One hundred nine patients with hematologic malignancies, undergoing
bone marrow transplants (BMT) from unrelated donors, were randomized in 2 consecutive trials to receive or not to receive antithymocyte globulin (ATG) in the conditioning regimen, as
follows: (A) 54 patients (median age, 28 years; 39% with
advanced disease) were randomized to no ATG (n = 25) versus 7.5 mg/kg rabbit ATG (Thymoglobulin; Sangstat, Lyon, France)
(n = 29) ; (B) 55 patients (median age, 31 years, 71% with advanced
disease) were randomized to no ATG (n = 28) versus 15 mg/kg rabbit
ATG (n = 27).

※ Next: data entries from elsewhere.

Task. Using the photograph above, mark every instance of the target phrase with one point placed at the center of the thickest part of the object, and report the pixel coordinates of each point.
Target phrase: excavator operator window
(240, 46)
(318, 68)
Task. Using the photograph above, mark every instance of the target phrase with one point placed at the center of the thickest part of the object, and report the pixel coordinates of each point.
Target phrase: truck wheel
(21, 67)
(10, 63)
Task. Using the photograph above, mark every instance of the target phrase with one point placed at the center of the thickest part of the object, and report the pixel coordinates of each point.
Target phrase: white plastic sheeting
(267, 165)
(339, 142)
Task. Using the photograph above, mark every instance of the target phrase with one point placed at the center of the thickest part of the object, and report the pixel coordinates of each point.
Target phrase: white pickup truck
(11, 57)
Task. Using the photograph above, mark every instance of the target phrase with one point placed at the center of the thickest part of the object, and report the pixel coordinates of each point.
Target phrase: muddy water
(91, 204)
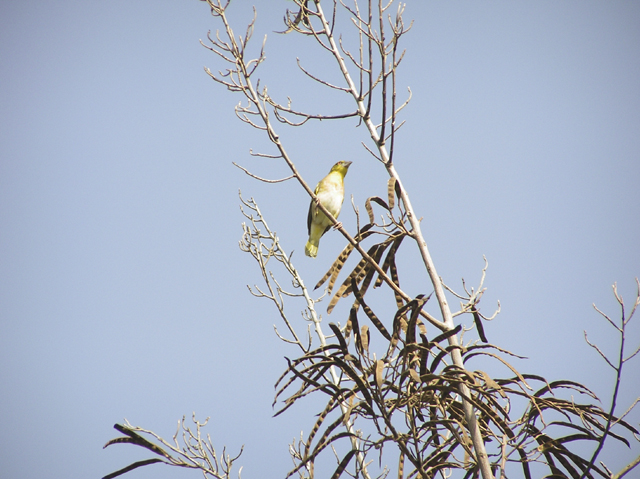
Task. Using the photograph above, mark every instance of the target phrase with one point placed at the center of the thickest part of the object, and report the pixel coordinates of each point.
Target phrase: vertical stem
(470, 417)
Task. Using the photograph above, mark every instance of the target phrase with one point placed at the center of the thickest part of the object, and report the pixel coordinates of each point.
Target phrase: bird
(330, 193)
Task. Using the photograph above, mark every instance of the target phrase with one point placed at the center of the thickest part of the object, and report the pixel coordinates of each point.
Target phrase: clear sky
(122, 288)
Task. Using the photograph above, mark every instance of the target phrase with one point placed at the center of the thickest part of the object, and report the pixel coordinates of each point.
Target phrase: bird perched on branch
(330, 193)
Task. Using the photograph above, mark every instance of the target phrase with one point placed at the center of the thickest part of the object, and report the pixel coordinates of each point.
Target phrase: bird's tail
(311, 248)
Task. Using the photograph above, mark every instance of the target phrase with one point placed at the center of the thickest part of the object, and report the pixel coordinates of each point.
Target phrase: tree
(403, 383)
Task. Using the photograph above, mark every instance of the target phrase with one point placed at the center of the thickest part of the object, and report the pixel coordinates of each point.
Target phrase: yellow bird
(330, 193)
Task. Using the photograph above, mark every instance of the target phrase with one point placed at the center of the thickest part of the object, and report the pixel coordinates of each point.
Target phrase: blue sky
(122, 289)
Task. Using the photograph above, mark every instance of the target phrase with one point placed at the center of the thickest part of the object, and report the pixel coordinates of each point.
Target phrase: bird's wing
(310, 214)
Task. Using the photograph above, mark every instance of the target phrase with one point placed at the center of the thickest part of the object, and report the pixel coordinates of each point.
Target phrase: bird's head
(341, 167)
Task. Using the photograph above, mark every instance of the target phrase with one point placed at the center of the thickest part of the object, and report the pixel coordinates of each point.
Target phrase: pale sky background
(122, 288)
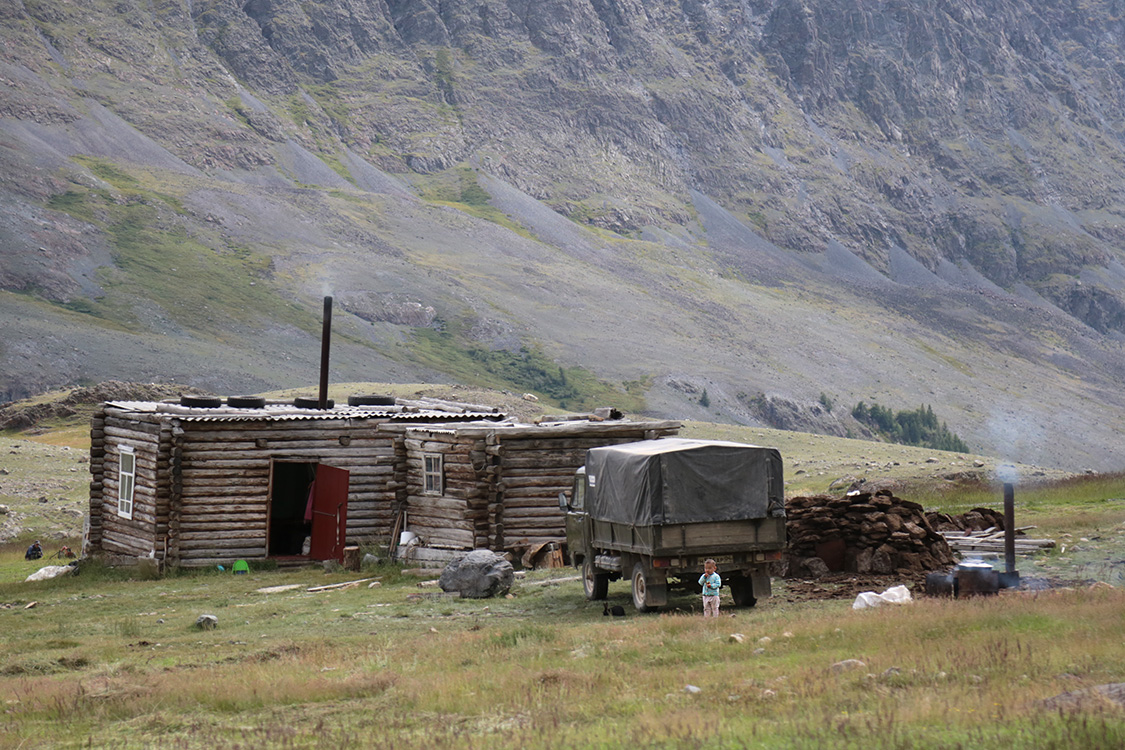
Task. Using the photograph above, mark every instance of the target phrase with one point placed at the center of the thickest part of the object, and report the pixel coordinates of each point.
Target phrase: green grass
(108, 659)
(398, 666)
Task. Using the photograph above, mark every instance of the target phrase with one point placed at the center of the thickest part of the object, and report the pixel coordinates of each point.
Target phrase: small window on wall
(432, 475)
(126, 480)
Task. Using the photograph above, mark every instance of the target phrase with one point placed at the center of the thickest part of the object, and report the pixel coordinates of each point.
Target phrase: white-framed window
(432, 473)
(126, 480)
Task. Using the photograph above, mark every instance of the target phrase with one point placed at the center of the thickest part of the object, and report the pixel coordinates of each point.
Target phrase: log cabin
(495, 486)
(198, 484)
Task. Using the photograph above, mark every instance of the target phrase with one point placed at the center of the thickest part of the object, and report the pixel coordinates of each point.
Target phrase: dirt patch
(840, 586)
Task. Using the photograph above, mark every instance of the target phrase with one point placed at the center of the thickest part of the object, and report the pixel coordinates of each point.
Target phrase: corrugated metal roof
(288, 413)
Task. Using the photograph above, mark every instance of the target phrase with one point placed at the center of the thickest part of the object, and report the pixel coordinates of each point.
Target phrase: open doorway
(308, 511)
(289, 486)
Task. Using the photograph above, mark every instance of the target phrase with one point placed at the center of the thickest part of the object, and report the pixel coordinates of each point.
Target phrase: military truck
(651, 512)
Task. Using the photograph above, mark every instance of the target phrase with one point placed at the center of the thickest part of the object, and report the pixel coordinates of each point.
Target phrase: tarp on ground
(676, 480)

Grade III-IV graft-versus-host disease (GVHD) was
diagnosed in 36% versus 41% (P = .8) in the first and
in 50% versus 11% (P = .001) in the second trial.
Transplant-related mortality (TRM), relapse, and actuarial 3-year
survival rates were comparable in both trials. In fact, despite the
reduction of GVHD in the second trial, a higher risk for lethal
infections (30% vs 7%; P = .02) was seen in the arm
given 15 mg/kg ATG. Extensive chronic GVHD developed overall more
frequently in patients given no ATG (62% vs 39%; P = .04), as confirmed by multivariate analysis
(P = .03). Time to 50 × 109/L platelets
was comparable in the first trial (21 vs 24 days; P = .3)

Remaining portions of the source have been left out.